既に豪州、ニュージーランド(NZ)、フィジー、ソロモン、マーシャルなどが個別の非難声明を出している。8月末から開催されるPIF首脳会議でも議論になるだろう。
中国の振る舞いは、南シナ海での動きを含め、益々問題が多くなってきている。今回ミサイル発射とそのやり方も、中国の信頼を大きく損なっただろう。
潮目が変わった中国と豪州の競争
豪州アルバニージー労働党政権は、非常に賢明な外交を精力的にやっている。バヌアツ、フィジーとの協定をまとめ、7月7日にはソロモン諸島独立48周年記念式典出席のためホニアラに行き、帰国するやブリスベンでパプアニューギニア、サモア、トンガ首脳と会議し、9日には豪州を訪問したインドのモディとメルボルンで会談した。さらに、8日には、パプアニューギニアとの相互防衛条約(れっきとした同盟)が正式に発効した。

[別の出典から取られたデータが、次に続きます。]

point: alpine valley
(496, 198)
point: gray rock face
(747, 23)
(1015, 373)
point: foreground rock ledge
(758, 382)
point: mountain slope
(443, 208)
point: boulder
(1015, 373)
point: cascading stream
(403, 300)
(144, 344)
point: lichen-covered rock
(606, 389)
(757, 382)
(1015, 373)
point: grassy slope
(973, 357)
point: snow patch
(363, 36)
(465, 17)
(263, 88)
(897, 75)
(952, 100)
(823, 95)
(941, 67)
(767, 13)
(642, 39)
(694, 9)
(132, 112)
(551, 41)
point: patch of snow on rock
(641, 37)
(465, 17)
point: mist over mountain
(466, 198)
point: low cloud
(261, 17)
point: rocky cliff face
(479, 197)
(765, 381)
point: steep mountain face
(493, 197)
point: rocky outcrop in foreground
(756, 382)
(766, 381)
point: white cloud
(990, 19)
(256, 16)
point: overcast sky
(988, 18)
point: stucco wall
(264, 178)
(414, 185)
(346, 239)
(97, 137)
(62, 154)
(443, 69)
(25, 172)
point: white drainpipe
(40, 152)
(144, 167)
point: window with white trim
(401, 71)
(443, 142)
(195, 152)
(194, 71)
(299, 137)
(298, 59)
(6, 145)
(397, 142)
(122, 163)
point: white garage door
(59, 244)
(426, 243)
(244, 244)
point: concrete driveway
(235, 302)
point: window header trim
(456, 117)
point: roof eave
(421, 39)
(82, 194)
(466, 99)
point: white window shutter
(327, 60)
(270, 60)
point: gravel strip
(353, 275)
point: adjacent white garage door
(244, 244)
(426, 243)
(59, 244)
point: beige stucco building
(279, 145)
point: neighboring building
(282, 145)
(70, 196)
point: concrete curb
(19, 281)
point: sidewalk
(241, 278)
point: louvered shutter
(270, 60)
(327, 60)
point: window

これまでのやや高圧的な豪州への太平洋島嶼国の批判は一掃され、油断は禁物であるものの、豪州の太平洋島嶼国を巡る中国との競争の潮目も変わって来ているようだ。中国が安保協定を締結し西側を驚かせたソロモン諸島も、5月にはソガバレ首相(当時)の党の政権が不信任議決で退陣、それまで台湾政策を推進し、ソガバレの対中傾斜を批判してきた野党のワレ(マライタ州首相)が首相になった。ワレは、地域安保条約の締結を提案しているという。
島嶼国と共に考えるという姿勢を強く打ち出したアルバニージーやウオン(外相)等の努力は評価される。日本としては、このような豪州の努力を勇気づけ、手助け、連携していくことが重要だ。